Bireysel sağlık ve iyilik değer kazanıyor
Endeksten elde edilen en önemli bulguların başında değişen çalışan yaklaşımı geliyor. Çalışanlar, pandemi öncesine göre bireysel sağlıklarına ve iyiliklerine işlerinden daha fazla değer veriyorlar. Türkiye de, çalışanların yüzde 50’sinin günlük streslerinin çok yüksek olduğunu belirttiği bir bölgede yer alıyor. Daha iyi bir iş-yaşam dengesi kurmaya çalışan Orta Doğu ve Kuzey Afrika Bölgesi çalışanlarının yarısından fazlası 2022’de yeni bir iş arayışını önceliklendirebileceğini belirtiyor.
Çalışanların aklındaki o soru: Ofise gittiğimize değiyor mu?
Yöneticilerin de kendi görevleri ve çalışanların beklentileri arasında bocaladığı görülüyor. Çalışanlarla yakın teması kaybettiklerine inanan yöneticiler, ekiplere yardım edebilecek güçte de olmadıklarını düşünüyorlar. Türkiye’de faaliyet gösteren çalışanların büyük bir çoğunluğu hibrit çalışma modelini benimsemiş olsa da, Microsoft Çalışma Endeksi çalışanların ofise neden ve ne zaman gitmeleri gerektiği konusunda çok emin olmadıklarını ortaya koyuyor. Öte yandan ofise gidip gelmek için harcanan sürenin gereksiz olduğunu ve bu süreyi ailesiyle kaliteli zaman geçirmek için kullanmayı tercih edeceklerini ifade eden çalışanların sayısı da oldukça fazla. Bu noktada liderler ofisin rolünü yeniden tanımlayarak ofise neden, ne zaman ve ne sıklıkta gidileceğiyle ilgili net bir açıklama yapmanın zorluğuyla yüz yüze geliyor. Endekse göre takım çalışmasına yeni normlar getirmeyi başaran şirketlerin sayısı çok az.

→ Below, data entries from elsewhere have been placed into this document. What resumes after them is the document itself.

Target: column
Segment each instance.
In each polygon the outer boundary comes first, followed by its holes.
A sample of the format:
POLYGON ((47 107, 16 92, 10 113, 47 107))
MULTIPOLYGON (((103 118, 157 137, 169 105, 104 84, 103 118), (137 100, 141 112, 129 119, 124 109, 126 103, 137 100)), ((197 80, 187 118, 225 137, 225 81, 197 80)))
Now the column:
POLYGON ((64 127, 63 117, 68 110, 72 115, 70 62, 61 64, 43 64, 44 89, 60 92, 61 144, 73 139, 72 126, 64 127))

Yaratılan etki harcanan mesaiden daha önemli
Esnek çalışmaya geçişten sonra verimliliğin pandemi öncesiyle aynı seviyede kaldığı veya arttığı bilinse de iş-yaşam dengesinin bozulmaması için ekstra önlem alınması gerekiyor; aksi takdirde esnek çalışma, dijital yorgunluğu artırıyor. Ortalama bir Teams kullanıcısının mesai sonrası ve hafta sonu çalışmaları geçtiğimiz iki senelik süreçte gözle görülür ölçüde artmış durumda. Şubat 2020’den bu yana, Teams kullanıcılarının haftalık toplantı saatlerinde yüzde 252’ye varan bir artış kaydediliyor. Verimliliğin ölçümüne ilişkin görüşler değişirken, çalışanlar da bu tablonun tersine çevrilebilmesi için liderlerin etkiyi aktivitenin önünde tutmaya başlaması gerektiğine inanıyor.